Kurikulum yang berusaha menghilangkan PKI pada kata G 30 S di anggap resistensi, sekarang ini muncul lagi kata PKI, berarti pelurusan belum berhasil. Tentang Anak Agung Gde Agung, saat diusulkan menjadi pahlawan nasional justru datangnya dari DI Yogyakarta. Hal ini diprotes lembaga veteran di Bali yang melihat kekerasan yang dilakukan Anak Agung. Gelar pahlawan nasional untuk Anak Agung tidak layak, perlu dipertimbangkan, apalagi sempat korupsi. Kriteria layak gelar pahlawan nasional pada figure yang tidak punya cacat, seperti memberontak, ini sulit,  sosok Safrudin dicap sebagai pemberontak, tidak diangkat, namun Moh. Natsir, telah diangkat, apakah kriterianya sudah diubah?

Persoalan kontroversi bukan sekedar persoalan keilmuan, dibalik ini ada persoalan kemanusiaan. G 30 pakai PKI atau tidak hanya sekedar istilah, tapi dilapangan menimbulkan dampak yang luas, keluarganya merasa didiskriminasi. Soal kontroversi bukan sekedar benar atau tidak, tapi ada dampak yang luas tentang persoalan itu. Seperti usulan orang tionghoa menjadi pahlawan nasional (dari Asvi), melihat perseolan pribumi dengan Tionghoa, kerusuhan yang terjadi dikarenakan 3 hal  :
  1. kesenjangan ekonomi
  2. mereka dianggap orang asing
  3. mereka dianggap tidak ikut dalam perjuangan bangsa indonesia

Maka mencoba menghilangkan penyebab yang ke 3, memang salah satu seperti  persolan ekonomi ya, tapi itu hal lain. Pendapat  yang menyatakan orang Thionghoa tidak ikut dalam perjuangan itu salah, seorang John Lie yang menerobos pasukan Belanda merupakan contoh. Bahwa kalau ada orang Thionghoa yang diangkat menjadi pahlawan nasional mereka sudah dianggap sama dengan suku yang lain di Indonesia.

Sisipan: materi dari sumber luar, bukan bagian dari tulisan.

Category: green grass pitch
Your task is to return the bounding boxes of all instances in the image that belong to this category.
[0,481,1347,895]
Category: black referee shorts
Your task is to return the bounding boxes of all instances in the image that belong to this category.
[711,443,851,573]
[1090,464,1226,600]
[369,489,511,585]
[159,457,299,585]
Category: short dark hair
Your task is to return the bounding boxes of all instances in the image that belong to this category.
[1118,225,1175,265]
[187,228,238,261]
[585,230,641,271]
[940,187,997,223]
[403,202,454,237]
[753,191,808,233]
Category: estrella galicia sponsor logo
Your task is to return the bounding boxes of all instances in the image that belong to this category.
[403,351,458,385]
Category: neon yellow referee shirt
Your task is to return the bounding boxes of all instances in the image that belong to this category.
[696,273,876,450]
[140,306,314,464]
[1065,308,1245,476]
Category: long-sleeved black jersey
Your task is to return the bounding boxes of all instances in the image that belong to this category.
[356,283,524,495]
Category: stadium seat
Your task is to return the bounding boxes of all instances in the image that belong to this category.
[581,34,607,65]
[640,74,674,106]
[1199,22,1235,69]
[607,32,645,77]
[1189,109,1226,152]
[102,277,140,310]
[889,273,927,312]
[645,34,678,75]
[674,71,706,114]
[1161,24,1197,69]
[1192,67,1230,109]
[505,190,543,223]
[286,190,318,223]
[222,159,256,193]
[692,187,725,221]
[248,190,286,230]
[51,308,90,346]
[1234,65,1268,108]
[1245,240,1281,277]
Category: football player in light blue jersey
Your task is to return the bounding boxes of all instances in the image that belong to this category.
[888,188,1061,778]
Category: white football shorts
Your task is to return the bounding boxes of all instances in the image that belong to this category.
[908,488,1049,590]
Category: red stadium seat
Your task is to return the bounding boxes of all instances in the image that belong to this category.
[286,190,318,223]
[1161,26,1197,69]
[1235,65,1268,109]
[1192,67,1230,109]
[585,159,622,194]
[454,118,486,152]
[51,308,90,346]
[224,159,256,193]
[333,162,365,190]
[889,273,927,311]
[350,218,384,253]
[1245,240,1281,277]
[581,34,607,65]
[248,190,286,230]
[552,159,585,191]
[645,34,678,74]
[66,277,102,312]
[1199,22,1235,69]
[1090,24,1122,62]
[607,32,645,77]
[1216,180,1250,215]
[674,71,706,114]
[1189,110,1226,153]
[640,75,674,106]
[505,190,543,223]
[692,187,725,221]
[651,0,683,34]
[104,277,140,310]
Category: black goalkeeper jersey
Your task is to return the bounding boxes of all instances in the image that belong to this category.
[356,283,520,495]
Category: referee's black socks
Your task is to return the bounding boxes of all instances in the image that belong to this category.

Pada tahun ini sudah diterbitkan kembali oleh balai pustaka, Sejarah nasional edisi pemutahiran, 6 jilid harga Rp 825.000,00. Di buku itu masih ada hal-hal yang versi lama, tentang Bung Karno yang menimbulkan kontroversi. Mestinya di buku standar tidak ada lagi  sampai ke hal yang masih kontroversi. Suharto mengundurkan diri itu tidak benar, tapi menghentikan diri. Kalo mengundurkan diri harus mempertanggungjwabkan, tapi tidak dilakukan Suharto. Buku 8 jilid yang dipimpin Taufik Abdullah baru sampulnya.